Needing to leave my leave?
By Lisa Henderson-Newlin
I’m currently out on medical leave for... you guessed it... medical issues. Yes, that hangnail finally got to be unbearable and I had to take time off to get it properly treated.
All that office paperwork only exacerbated the pain, which is why my workers’ compensation suit is pending.
While away from the practice of law for a few weeks, I’ve learned some things and come to some realizations. First, co-pays are expensive and my doctors don’t offer a buy one get one free promotion.
Trust me, I asked.
Second, I’ve learned that daytime TV is just as bad as you remembered it. Fortunately, I’ve also discovered The Game Show Network and multiple episodes of “Match Game,” so at least my afternoons are ______ (fill in the blank).
Third, I’ve learned that I miss practicing law. Believe me, no one is more shocked at this revelation than I am. Although being off work for medical treatment isn’t pleasant, I figured being away from my practice for a few weeks would at least be the silver lining. I was wrong.
Being wrong is new territory for me and I’m not sure how to handle it. Please don’t tell my husband.
Don’t get me wrong, I’ve enjoyed time away from the office. However, I’ve had to make adjustments to my life to compensate for what I’m missing by not working.
For instance, not having my phone permanently glued to my hand has been nice. However, I’ve found it hard to set my phone down and walk away. We’ve developed a relationship over the years, and she goes with me everywhere; even the ladies room. I couldn’t just dump her because I’m not working at the moment.

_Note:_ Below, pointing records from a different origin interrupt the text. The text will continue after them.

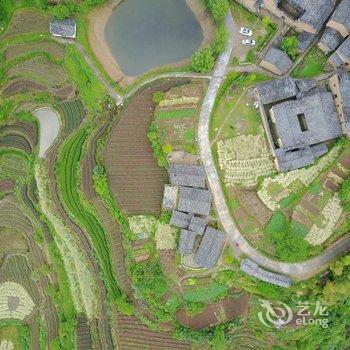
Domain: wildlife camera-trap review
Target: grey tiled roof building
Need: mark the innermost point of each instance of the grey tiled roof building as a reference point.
(180, 219)
(299, 118)
(187, 241)
(210, 248)
(187, 175)
(65, 28)
(251, 268)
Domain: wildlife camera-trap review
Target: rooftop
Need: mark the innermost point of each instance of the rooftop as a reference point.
(198, 224)
(194, 200)
(65, 28)
(279, 59)
(180, 219)
(210, 248)
(187, 175)
(252, 269)
(187, 241)
(307, 121)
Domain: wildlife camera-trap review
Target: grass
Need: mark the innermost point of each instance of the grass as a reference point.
(90, 89)
(235, 114)
(177, 113)
(68, 180)
(205, 293)
(312, 65)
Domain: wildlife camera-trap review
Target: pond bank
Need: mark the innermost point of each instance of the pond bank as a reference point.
(98, 19)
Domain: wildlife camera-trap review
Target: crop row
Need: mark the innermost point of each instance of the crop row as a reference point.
(67, 177)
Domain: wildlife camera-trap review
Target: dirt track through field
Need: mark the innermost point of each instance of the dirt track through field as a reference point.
(135, 178)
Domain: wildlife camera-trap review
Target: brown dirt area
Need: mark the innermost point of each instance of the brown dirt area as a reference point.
(97, 22)
(222, 311)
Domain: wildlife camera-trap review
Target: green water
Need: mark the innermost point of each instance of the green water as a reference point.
(143, 34)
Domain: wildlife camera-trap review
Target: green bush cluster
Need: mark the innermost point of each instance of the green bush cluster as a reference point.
(289, 45)
(290, 246)
(156, 146)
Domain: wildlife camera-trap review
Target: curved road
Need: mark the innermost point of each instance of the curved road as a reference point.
(301, 270)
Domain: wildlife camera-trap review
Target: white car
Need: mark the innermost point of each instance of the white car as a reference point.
(248, 42)
(245, 31)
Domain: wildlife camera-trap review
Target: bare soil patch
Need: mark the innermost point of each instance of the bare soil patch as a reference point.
(135, 178)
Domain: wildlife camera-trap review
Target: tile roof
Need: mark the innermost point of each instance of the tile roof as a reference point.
(251, 268)
(187, 241)
(65, 28)
(180, 219)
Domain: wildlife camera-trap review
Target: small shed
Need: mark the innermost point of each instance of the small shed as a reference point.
(65, 28)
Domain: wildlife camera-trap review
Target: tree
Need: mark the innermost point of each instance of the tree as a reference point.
(203, 61)
(158, 97)
(61, 11)
(266, 22)
(289, 46)
(218, 8)
(221, 36)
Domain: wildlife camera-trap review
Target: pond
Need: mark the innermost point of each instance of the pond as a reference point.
(49, 121)
(149, 33)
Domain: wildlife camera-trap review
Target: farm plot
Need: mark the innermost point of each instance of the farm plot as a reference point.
(6, 186)
(83, 337)
(132, 334)
(244, 159)
(67, 178)
(223, 311)
(134, 176)
(176, 117)
(41, 70)
(15, 302)
(73, 113)
(51, 47)
(26, 21)
(27, 129)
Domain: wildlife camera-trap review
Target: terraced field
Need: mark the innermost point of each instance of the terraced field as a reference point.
(135, 178)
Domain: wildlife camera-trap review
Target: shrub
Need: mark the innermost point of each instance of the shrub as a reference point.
(158, 97)
(218, 8)
(203, 61)
(289, 46)
(250, 57)
(221, 36)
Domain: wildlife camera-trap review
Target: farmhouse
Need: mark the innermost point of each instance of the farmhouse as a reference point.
(210, 248)
(180, 219)
(197, 224)
(276, 61)
(187, 175)
(251, 268)
(187, 241)
(66, 28)
(194, 200)
(299, 118)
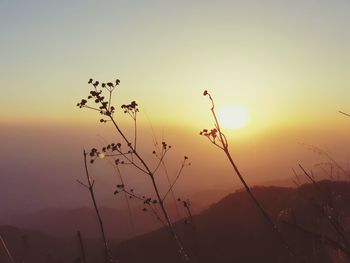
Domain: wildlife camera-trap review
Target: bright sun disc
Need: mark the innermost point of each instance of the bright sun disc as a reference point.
(233, 117)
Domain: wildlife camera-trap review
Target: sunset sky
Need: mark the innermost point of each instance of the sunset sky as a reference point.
(285, 62)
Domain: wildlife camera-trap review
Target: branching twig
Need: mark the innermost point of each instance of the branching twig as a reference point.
(90, 187)
(216, 136)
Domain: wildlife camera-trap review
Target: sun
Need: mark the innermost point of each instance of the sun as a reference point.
(233, 117)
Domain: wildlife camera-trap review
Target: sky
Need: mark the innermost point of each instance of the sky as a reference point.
(285, 62)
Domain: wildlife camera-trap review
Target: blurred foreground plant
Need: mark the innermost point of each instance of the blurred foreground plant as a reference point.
(126, 153)
(218, 139)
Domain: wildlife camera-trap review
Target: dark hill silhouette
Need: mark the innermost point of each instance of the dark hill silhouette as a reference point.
(231, 230)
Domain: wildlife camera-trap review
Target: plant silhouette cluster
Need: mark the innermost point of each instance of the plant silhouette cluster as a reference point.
(126, 153)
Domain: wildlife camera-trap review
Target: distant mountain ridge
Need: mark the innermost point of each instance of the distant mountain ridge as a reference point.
(231, 230)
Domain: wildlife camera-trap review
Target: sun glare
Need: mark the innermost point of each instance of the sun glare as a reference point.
(233, 117)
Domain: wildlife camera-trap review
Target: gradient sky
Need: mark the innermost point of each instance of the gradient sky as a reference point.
(286, 62)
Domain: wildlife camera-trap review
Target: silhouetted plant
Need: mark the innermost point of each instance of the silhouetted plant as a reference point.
(218, 139)
(126, 153)
(90, 187)
(6, 250)
(330, 214)
(82, 248)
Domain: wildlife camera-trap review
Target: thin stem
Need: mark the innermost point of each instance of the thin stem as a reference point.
(174, 182)
(182, 251)
(225, 147)
(7, 251)
(92, 194)
(82, 247)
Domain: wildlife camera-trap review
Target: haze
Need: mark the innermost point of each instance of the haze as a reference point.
(285, 62)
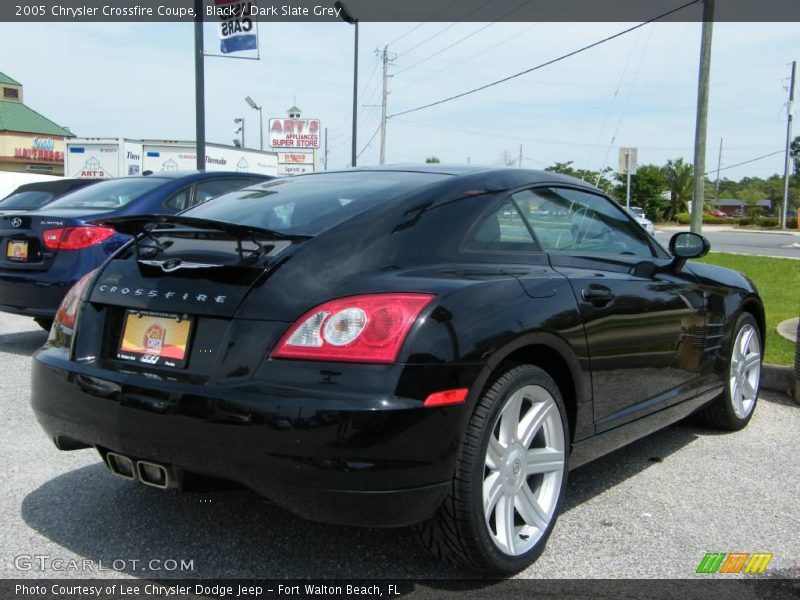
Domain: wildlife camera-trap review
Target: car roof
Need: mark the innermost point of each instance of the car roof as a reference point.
(494, 177)
(58, 186)
(195, 173)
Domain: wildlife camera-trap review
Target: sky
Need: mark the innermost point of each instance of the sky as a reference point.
(136, 80)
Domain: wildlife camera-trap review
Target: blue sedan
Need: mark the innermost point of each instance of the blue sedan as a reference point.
(43, 253)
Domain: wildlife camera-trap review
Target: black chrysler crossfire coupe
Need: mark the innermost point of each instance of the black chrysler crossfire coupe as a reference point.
(385, 347)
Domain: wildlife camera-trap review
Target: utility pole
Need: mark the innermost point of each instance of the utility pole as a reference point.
(628, 179)
(383, 103)
(787, 166)
(199, 87)
(326, 148)
(701, 124)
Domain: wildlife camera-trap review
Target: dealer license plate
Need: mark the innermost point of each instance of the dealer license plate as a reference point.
(17, 250)
(158, 339)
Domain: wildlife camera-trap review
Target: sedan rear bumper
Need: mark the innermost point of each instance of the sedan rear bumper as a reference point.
(31, 294)
(324, 456)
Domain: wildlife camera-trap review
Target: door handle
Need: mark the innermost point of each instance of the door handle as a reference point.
(597, 295)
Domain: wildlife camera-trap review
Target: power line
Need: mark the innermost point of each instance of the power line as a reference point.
(413, 29)
(466, 37)
(450, 26)
(744, 162)
(369, 142)
(549, 62)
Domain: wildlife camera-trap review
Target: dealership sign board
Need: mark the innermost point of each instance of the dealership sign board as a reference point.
(237, 30)
(40, 150)
(294, 158)
(295, 169)
(294, 133)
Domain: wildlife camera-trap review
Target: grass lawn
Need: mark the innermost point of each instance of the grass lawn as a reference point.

So I did the only thing I could do to save our relationship. I downloaded games and am now glued to my phone, only this time it’s because I’m determined get the high score.
I’ve also found it difficult to deal with my competitive nature now that I’m not arguing for a living. It turns out that’s easier said than done, especially when you download games on your phone.
It’s harder than it sounds to stop competing. I can’t just turn it on and off on command, although I could probably do so if it was part of some sort of contest.
Being a lawyer brings out that competitive edge and allows me to get it out of my system. Since I’m not working, I’ve had to find other ways to compete. Since my husband won’t let me play board games with others because “it makes us lose friends,” I’ve had to get more creative.
Fortunately I’ve found a solution. I race the other customers at Starbucks each morning to see who can get out faster than the other patrons. Because it’s freezing outside and I love my heated seats, I utilize the drive thru. As I toast my buns, I race the people who order inside the store and try to drive away before they do.
Although I don’t have any scientific research to support this premise, I typically win if I blare “Chariots of Fire.”
Granted, the baristas don’t enjoy this game as much as I do, mostly because they don’t like my cheers and the use of the foam finger to pay my bill gets a little tricky.
Either way, it gets the competitive fix I’m missing since I’m away from my practice.
I also miss objecting to things, although I’ve found an easy fix to that as well. When I’m at the grocery store and an item scans at a price I don’t like, I loudly object, citing a random page of the weekly flyer. The cashier is often so flustered she reduces the price without even waiting for a ruling from her supervisor.
Granted, I’m finding it harder to get a cashier to check me out, and I’m now relegated to the self-checkout lane only, but I count that as a sustained objection.
Come to think of it, maybe I need my job as a lawyer after all. I miss the competition and the arguing. In light of this realization, I hope to be released back to work soon.
Otherwise, they’re going to stop serving me coffee and groceries.